Ali Babacan deyince akıllara ilk ekonomi geliyor. Türkiye’nin ekonomisi de malum. Ekonomiyi nasıl düzeteceksiniz?

Bizim tarımla ilgili bir projemiz var, tarım eylem planını açıkladık. Biz eylem planlarımızda onlar açıklasın 5 fazlasını da biz vereceğiz diye düşünmüyoruz. Hedef, sorumlu bakanlık, ilişkili kuruluşlar, yapılacak işlem türleri, açıklama, süre kaynak her şeyi faaliyet rapor gibi tek tek irdeleyip insanların önüne koyuyoruz. Kanal İstanbul’un maliyeti 24 ile 60 milyar dolar arası bir rakam. Kanal İstanbul’un elbette faydası vardır ancak elzem değildir. Onun yerine biz 14 milyon dolara Türkiye’deki bütün tarım arazilerini, atıllar dahil, tamamına damlama sistemi ile su götüreceğiz. Ne kadar boru lazım, ne kadar pompa gerekli, ne kadar mütahitlik iş var, ne kadar işçi çalışacak… Projenin her adımı santim sentim planlanmış. Dünyada gıdanın öneminin bu denli arttığı bir dönemde bu projenin önemini anlayabiliyor musunuz? Yılda kaç kez verim alınır, ne kadar iç pazara, ne kadarı ihraç edilir… çifçinin yüzü gülerse, ülkenin yüzü güler. Hepsinin ortalama değerleri hesaplanmış. İşte Deva Partisi yöneticileri proje adamı…

Asgari ücret ile ilgili öngörünüz nedir?

Enflasyon bir yıl önceye göre bence yüzde 120 arttı. Hepimiz marketlere gidiyoruz. Eskiden 500 liralık alışveriş yaptığımda çocukları binanın önüne çağırır birlikte eve çıkarırdık çantaları; şimdi iki poşet ye doluyor ya dolmuyor. Asgari ücrette rakam konuşmak doğru olmaz, zaten vergiyle, enflasyonla eriyor. Ama işvereni düşünmek lazım. İç piyasada zaten iş yok, ihracat yapanlar ayakta kalabiliyor. Burada önemli olan kaynakları doğru kullanıp asgari ücret üzerindeki vergileri kaldırmak gerekiyor.

İnsanlarda Ali Babacan ile ilgili bir heyecan var…

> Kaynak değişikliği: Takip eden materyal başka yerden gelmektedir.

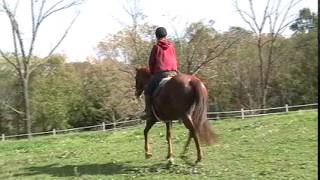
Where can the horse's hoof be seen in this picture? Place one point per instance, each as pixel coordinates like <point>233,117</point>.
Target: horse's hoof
<point>148,155</point>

Bundan 10 yıl önce özel bir bankaya örneğin 100 bin lira para vermişler. Ama bugün aynı banka 20 bine satışa çıkmış ama alıcı bulamamış. Yabancıların gözünde Türkiye’deki tüm kurum, kuruluş ve özel sektörde hizmet veren her kurumun değeri 1/5 oranında düştü. Yabancılar da olaya hukuk, adalet, başımıza bir iş gelirse kimden yardım isteyeceğiz gözüyle bakıyor. Hal böyle olunca da yatırımcı yok, olanda gidiyordu. İbrahim Çanakçı diyor ki, “Yabancılar ülkeye yatırım yapmak istiyorlar ancak cesaret edemiyorlardı. Oysak doların kuru belli, cennet vatanımız onlara bedava geliyor. Şimdi ise gelip bizleri inceliyorlar, ekonominin bizim elimize geçeceğini öngörüyorlar ve yavaş yavaş gelip yatırım yapmaya başladılar.” Biz muhalefetteyken bile bu ülkeye kar sağlıyoruz.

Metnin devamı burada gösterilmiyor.